Свойства земельной собственности вызывают оригинальные построения, утопии и эксперименты. Принципиальные отрицатели личной земельной собственности, сторонники национализации земли, ученики Генри Джорджа, поклонники трудового землевладения, все могли быть убеждены в своей правоте. Крестьянская общая собственность могла дать повод воображать, будто крестьяне, противники личной собственности, считают землю «Божьей», связывая право на нее только с личной ее обработкой. Можно было искренно думать, что крестьяне несут с собой «новое слово», которого на Западе не было, и выдумывать оригинальные построения.

Но вовсе не такие утописты создавали аграрную программу «Освобождения». Не аграрные мечтатели стали объединять своих единомышленников; аграрную программу сочинили политики, поглощенные войной с самодержавием.
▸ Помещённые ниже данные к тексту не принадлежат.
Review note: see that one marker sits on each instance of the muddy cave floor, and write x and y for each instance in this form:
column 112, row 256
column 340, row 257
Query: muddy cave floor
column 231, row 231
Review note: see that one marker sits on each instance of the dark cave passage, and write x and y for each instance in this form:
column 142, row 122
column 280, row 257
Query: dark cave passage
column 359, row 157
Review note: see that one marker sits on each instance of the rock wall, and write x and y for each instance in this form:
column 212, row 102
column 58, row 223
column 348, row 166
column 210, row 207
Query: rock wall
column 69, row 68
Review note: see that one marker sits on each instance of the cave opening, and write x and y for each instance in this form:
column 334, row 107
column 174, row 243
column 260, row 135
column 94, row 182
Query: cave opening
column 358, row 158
На свою аграрную программу они смотрели прежде всего с точки зрения интересов этой войны, чтобы вызвать у крестьян сочувствие к конституции. И так как тяга крестьянства к захвату помещичьей земли была несомненна, то деятели, искавшие доступа к крестьянской душе, этой тяге не сопротивлялись. Им ее нужно было использовать; так сама постановка вопроса стала демагогической.
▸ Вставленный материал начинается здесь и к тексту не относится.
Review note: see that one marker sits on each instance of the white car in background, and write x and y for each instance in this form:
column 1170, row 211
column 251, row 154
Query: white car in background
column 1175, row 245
Вот почему освободительное конституционное движение, желавшее сделать право и закон основанием нового строя, пристегнуло к этой программе отрыжку крепостных воспоминаний, т. е. претензию крестьян на помещичью землю. И лозунгом не революционеров, а поклонников демократической конституции стало антигосударственное, нелогичное сочетание слов «Земля и воля». А ведь это та надпись, которую партийные товарищи написали на погребальных венках Герценштейну.
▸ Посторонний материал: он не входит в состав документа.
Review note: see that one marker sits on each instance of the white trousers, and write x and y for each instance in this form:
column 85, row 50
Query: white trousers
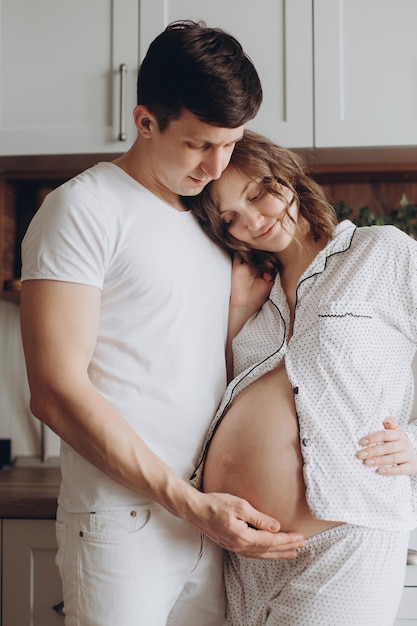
column 138, row 567
column 345, row 576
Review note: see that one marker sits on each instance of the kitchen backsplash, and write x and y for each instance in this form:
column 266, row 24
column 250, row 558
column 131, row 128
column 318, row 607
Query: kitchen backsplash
column 16, row 421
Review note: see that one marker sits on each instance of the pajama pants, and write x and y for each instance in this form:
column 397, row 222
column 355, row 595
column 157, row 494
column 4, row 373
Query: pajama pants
column 345, row 576
column 138, row 566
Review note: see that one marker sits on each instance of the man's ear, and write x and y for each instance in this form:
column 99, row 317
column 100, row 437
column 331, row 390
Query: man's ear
column 144, row 120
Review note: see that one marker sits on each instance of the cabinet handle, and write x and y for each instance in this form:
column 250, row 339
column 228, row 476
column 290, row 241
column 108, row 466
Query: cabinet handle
column 412, row 557
column 122, row 118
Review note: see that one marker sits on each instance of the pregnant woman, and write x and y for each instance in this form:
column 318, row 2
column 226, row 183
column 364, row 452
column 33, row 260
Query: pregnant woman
column 318, row 368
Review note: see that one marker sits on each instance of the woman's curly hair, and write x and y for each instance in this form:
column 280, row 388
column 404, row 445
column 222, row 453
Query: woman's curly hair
column 266, row 162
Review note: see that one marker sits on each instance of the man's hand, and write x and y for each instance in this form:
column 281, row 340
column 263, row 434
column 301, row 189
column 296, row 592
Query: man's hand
column 389, row 451
column 236, row 526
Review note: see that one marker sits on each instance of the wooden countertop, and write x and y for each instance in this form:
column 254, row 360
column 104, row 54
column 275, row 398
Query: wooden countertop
column 29, row 492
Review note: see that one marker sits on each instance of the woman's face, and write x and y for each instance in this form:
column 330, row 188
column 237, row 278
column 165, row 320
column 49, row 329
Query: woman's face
column 253, row 215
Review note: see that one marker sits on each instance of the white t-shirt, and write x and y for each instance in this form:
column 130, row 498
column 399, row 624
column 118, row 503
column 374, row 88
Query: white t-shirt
column 349, row 361
column 159, row 357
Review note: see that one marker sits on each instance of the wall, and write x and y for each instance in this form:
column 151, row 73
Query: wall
column 16, row 421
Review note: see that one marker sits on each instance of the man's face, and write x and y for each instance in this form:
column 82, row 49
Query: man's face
column 187, row 155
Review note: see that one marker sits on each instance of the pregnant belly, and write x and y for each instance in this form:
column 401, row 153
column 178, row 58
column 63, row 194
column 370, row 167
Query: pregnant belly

Естественно, что такую программу приняли не без колебаний. Помню заседания общественных деятелей, в которых Мануйлов и Герценштейн свою программу отстаивали. Им предъявлялись серьезные возражения. Требование новых земель в пользу неумелого и неудачного крестьянского хозяйства было аналогично требованию новых кредитов со стороны разоряющегося торгового предприятия; сначала нужно поправить плохое хозяйство. Они отвечали, что заботы об интенсификации крестьянского хозяйства в свое время придут; что положение остро, что медлить нельзя, что необходимо дать «передышку», как иногда нужен кредит и для банкрота, чтобы выиграть время. Но главный аргумент был не в этом; его не раз повторял А. А. Мануйлов. «Если мы не сделаем крестьянам этой уступки, — говорил он всегда, — никакая конституция не удержится; тем более без нее конституции не добьешься. Нам нужно на эту меру решиться; если бы самодержавие было жизненно, оно бы само ее сделало и себя укрепило». Эту угрозу по адресу конституционалистов в 1906 году не раз высказывал Витте. Словом, если эта реформа и была демагогией, то демагогией, необходимой для завоевания конституции.